Kaede—she came to visit me. I didn’t know the reason. It’s certainly not for Miyako, and it’s not because of the Walkman. It’s not for me either. It’s for the news to tell others, I thought. That’s how I read her deceitful aura.

“Thank you for visiting me, but please allow me to be alone this time. I’m not in the mood to have visitors.”

“I understand. I hope you’ll see her soon.” She got up and left my quiet room. It was so quiet that I could hear her footsteps on the stairs, the ringing bell from the bicycle outside, and the sound of the soaring plane in the sky. It felt so real. It felt like I was alive. What would dying feel like? Does it hurt? Does it hurt like cutting a wrist?

A ring on my phone cut my daydreaming. It was my workmate calling. It took me seconds to finally answer the call, but I let her speak first.

“Yuru! Glad you took it!
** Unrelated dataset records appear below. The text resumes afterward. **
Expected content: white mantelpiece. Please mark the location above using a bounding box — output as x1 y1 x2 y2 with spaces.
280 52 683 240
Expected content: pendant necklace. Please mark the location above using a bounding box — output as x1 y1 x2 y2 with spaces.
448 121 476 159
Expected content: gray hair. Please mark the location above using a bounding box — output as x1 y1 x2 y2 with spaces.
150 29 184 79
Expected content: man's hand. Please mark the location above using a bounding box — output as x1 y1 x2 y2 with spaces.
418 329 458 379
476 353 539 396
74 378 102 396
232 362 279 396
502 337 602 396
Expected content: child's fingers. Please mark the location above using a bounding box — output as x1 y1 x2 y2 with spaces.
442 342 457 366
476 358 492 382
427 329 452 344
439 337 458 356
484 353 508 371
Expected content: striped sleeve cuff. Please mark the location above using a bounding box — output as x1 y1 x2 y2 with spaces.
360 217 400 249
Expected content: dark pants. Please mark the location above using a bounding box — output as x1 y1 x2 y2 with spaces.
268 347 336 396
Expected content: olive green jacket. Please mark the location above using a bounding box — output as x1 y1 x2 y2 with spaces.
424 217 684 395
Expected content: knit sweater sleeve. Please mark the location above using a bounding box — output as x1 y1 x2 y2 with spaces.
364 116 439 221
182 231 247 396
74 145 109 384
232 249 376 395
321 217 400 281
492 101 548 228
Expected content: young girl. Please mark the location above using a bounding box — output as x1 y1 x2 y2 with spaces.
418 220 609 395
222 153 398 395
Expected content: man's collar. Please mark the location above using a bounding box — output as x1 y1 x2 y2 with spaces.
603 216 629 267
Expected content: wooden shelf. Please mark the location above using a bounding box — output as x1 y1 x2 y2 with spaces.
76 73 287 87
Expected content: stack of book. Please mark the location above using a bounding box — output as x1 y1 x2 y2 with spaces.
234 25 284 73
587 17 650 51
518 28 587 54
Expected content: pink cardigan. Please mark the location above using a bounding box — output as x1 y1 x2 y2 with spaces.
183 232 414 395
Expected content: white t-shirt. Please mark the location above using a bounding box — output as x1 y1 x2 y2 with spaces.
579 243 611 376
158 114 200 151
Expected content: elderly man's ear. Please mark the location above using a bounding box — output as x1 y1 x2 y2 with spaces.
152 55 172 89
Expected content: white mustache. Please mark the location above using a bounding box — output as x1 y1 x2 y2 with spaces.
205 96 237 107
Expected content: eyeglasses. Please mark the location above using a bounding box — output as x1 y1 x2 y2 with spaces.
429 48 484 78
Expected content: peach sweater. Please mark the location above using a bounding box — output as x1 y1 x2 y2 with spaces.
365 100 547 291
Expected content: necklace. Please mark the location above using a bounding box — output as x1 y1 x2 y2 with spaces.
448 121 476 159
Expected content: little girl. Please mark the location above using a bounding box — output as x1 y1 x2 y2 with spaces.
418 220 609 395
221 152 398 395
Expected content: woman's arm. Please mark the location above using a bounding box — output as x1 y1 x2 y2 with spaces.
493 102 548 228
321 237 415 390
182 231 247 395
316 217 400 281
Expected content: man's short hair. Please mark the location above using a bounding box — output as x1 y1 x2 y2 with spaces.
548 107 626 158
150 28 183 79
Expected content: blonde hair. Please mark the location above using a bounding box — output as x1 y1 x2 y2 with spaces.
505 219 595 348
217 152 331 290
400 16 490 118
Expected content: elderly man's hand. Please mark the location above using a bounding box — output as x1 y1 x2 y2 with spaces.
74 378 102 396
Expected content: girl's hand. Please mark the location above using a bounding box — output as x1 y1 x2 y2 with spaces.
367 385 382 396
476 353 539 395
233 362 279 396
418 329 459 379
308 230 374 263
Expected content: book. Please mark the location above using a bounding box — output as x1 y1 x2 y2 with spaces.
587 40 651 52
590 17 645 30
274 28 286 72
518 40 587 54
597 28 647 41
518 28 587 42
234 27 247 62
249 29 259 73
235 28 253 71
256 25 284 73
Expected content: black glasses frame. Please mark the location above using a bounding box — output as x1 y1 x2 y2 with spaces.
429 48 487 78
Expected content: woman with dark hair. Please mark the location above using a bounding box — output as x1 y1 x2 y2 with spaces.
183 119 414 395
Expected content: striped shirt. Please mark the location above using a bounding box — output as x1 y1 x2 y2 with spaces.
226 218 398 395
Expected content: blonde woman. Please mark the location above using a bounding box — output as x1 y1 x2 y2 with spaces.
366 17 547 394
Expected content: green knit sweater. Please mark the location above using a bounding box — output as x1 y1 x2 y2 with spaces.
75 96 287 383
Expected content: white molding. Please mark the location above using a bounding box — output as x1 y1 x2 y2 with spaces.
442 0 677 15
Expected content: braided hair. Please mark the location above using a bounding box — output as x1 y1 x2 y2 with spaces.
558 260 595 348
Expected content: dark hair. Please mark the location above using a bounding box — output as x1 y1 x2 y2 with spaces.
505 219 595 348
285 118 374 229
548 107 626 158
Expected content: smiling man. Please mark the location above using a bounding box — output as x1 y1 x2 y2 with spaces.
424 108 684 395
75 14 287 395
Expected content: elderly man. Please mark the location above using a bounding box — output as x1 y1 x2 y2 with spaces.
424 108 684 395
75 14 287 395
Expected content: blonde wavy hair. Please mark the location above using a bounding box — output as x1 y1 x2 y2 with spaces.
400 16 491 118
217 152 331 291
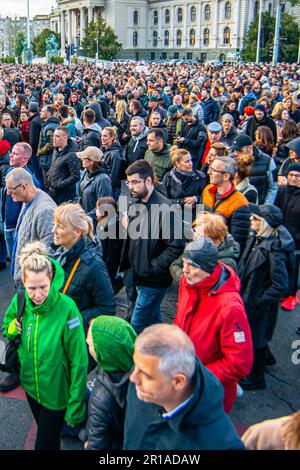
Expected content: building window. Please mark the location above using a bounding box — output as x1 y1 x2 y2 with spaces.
177 8 183 23
165 10 170 24
203 28 209 46
204 5 210 21
191 6 197 23
132 31 138 47
176 29 182 46
164 31 170 46
190 29 196 46
223 28 230 44
225 2 231 19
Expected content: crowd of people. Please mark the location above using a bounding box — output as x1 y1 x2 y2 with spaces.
0 62 300 450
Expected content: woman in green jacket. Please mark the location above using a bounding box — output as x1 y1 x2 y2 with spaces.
3 242 88 450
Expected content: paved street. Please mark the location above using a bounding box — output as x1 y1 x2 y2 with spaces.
0 264 300 450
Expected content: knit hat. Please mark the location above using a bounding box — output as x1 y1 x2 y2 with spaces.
0 139 10 157
287 162 300 174
182 237 218 274
91 315 137 372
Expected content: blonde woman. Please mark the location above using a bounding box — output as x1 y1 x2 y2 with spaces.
53 204 115 332
3 242 88 450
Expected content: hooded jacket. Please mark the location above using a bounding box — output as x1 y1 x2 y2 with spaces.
174 261 253 413
3 260 87 426
125 127 148 166
238 225 295 348
144 144 172 181
123 359 244 451
80 163 113 213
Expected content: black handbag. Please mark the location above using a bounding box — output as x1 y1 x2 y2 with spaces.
0 291 25 373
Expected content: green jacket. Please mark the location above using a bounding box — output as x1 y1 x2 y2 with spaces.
144 144 173 181
3 259 88 426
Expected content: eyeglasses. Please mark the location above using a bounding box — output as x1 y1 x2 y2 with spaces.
6 183 25 194
125 179 145 187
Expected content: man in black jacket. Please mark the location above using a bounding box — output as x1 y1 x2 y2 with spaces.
175 108 207 169
28 101 43 183
120 160 184 333
123 324 244 450
47 127 80 204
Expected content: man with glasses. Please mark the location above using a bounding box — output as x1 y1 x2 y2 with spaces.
202 157 250 252
275 163 300 314
120 160 184 333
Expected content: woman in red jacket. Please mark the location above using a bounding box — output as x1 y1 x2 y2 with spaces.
174 237 253 413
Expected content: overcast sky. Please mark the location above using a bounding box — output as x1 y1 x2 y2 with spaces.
0 0 56 17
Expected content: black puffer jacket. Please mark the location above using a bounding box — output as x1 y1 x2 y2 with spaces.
47 139 80 204
120 189 184 288
157 167 206 206
80 168 113 212
274 185 300 250
101 142 124 191
87 370 130 450
178 119 207 162
54 238 116 332
238 225 295 349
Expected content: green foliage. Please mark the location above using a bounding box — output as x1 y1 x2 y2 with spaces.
242 13 300 63
15 33 26 57
0 56 15 64
82 17 122 60
50 56 64 64
33 28 60 57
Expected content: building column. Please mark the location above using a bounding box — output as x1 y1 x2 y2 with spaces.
60 11 66 56
235 0 241 48
214 0 219 48
88 7 93 24
80 7 85 44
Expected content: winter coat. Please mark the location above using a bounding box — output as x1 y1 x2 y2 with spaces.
236 177 258 204
170 233 241 284
54 238 116 332
125 127 148 166
101 142 124 192
29 113 42 155
177 119 207 164
201 96 220 126
3 260 88 426
120 189 184 288
80 167 113 212
14 189 56 283
123 359 244 451
202 184 250 249
238 226 295 349
157 167 206 206
37 117 60 170
174 261 253 413
245 113 278 145
86 369 130 450
81 123 102 151
47 139 80 204
274 185 300 250
144 144 172 181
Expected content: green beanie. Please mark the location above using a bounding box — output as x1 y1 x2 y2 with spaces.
91 315 137 373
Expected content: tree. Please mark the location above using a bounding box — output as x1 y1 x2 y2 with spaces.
242 12 300 63
82 17 122 60
15 33 26 57
33 28 60 57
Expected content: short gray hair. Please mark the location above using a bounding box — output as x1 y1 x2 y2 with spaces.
135 324 196 380
5 168 34 186
215 157 237 179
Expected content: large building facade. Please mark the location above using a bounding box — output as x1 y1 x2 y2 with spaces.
50 0 298 60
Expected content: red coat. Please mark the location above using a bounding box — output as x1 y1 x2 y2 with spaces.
174 262 253 413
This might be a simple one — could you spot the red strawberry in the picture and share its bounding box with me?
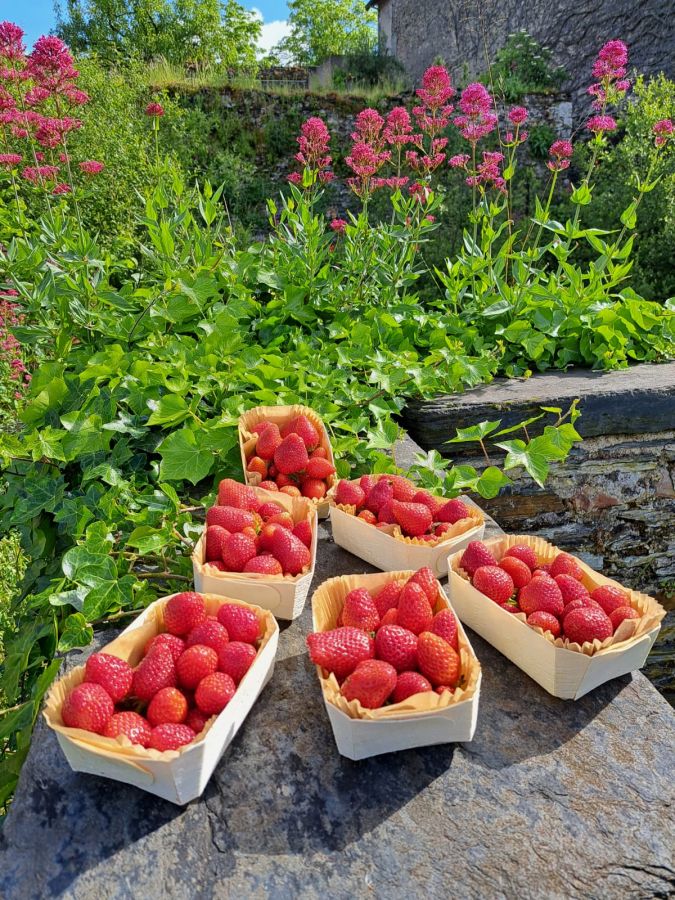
[563,606,614,644]
[459,541,497,578]
[274,434,309,474]
[342,588,380,631]
[342,659,396,709]
[223,532,258,572]
[131,644,177,703]
[335,479,366,508]
[218,641,257,684]
[255,424,281,461]
[527,609,560,637]
[518,575,565,617]
[391,672,433,703]
[434,497,471,525]
[397,582,434,634]
[102,712,150,747]
[148,722,195,751]
[218,603,260,644]
[472,566,515,604]
[61,682,115,734]
[417,631,460,687]
[146,688,187,728]
[307,626,375,680]
[499,556,532,590]
[195,672,237,716]
[431,609,459,652]
[375,625,417,672]
[591,584,630,616]
[84,653,134,703]
[176,643,218,690]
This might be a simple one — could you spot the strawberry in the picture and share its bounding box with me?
[397,582,434,634]
[417,631,460,687]
[131,644,177,703]
[186,616,230,653]
[431,609,459,653]
[101,712,150,747]
[459,541,497,578]
[518,575,565,618]
[563,607,614,644]
[342,588,380,631]
[61,682,115,734]
[527,609,560,637]
[176,643,218,690]
[391,500,433,537]
[335,479,366,509]
[146,688,187,728]
[307,626,375,680]
[472,566,515,604]
[84,653,134,703]
[591,584,630,616]
[223,533,258,572]
[550,553,584,581]
[204,525,230,562]
[255,424,281,462]
[375,625,417,672]
[499,556,532,590]
[218,603,260,644]
[434,497,471,525]
[218,641,257,684]
[391,672,433,703]
[148,722,195,752]
[342,659,396,709]
[274,434,309,483]
[195,672,237,716]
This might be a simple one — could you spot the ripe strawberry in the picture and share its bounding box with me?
[61,681,115,734]
[499,556,532,590]
[195,672,237,716]
[176,643,218,691]
[518,575,565,618]
[417,631,460,687]
[504,544,537,572]
[397,582,434,634]
[131,644,177,703]
[218,641,257,684]
[148,722,195,751]
[375,625,417,672]
[434,497,471,525]
[307,626,375,680]
[591,584,630,616]
[243,553,284,575]
[342,588,380,631]
[274,434,309,483]
[391,672,433,703]
[84,653,134,703]
[563,606,614,644]
[146,688,187,728]
[204,525,230,562]
[218,603,260,644]
[102,712,150,747]
[342,659,397,709]
[430,609,459,652]
[527,609,560,637]
[472,566,516,604]
[459,541,497,578]
[255,424,281,461]
[187,616,230,653]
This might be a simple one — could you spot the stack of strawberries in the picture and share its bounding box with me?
[307,567,462,709]
[61,591,261,751]
[459,541,640,645]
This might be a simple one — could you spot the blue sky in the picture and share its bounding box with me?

How are you? I’ve heard, you’re done with your sister’s case. Are you going to return here? It’s been weeks now. We missed you already!” a jubilant tone rang in my ear.

“Is that it? Sorry, I couldn’t. I’m afraid I’ll quit. I know you understand.” Everyone would be glad after all. People rumor about me with their wrong accusations. They wrecked me, and they’re glad that I’m into pieces now. A word, like a wrecking ball, could destroy a strong person. I, myself applied that to Miyako. I saw her fall into pieces. I thought that if I could destroy her old self and build her new, it would make her even better. But I realized that I became in control. It was my fault. Miyako would be better if she built herself with her own hands. I should have trusted the process. I should have trusted her. Seemed like I was the one who was afraid of the future.

“But you have to return! We need—”

“Enough! If I said it, that’s it! I don’t need more talking.” I ended the call and threw the phone on the bed. I hated it. I started to hate people. I started to hate everything. Am I empathizing with my sister now? This is what she wants, right? Drive me crazy into this world? Convince those pretentious people that life really sucks? Life really sucks? Well, life really sucks!

“Yuru! Are you rotting yourself in that room?! Stop slacking and do your work! Dang, it! So useless!” Mom’s voice vibrated through the door. I didn’t inform her about quitting my job. I’ve just told her that I’ll be working at home. But if I would say that to her, she’ll blow in madness and will send me out of the residence.

If I quit my job, what would be my source of income then?

I started writing office documents and sent them to my clients—employees. I applied as a Whitehat hacker as well, and my income was not far enough from the pay I used to have when I was an engineer. In fact, Mom believed that I still have the work from that engineering department. But keeping secrets doesn’t last forever. Mom’s friend told my mom about my job quitting. Then a strange turmoil came in between.

“You liar! Now I’m so sure that you killed Miyako! You killed her! You killed your sister!” She threw everything that she could hold at me, and all I could do is to dodge and talk. But even with my talking, she’s not listening!

“Get your ass out of here! I don’t have a murderer daughter!”

And so, I left with my father’s old guitar—a buddy that I’ve been with since I quit my job. With its help, I could survive life outside the walls.

Then… I saw Miyako again, but a different Miyako this time.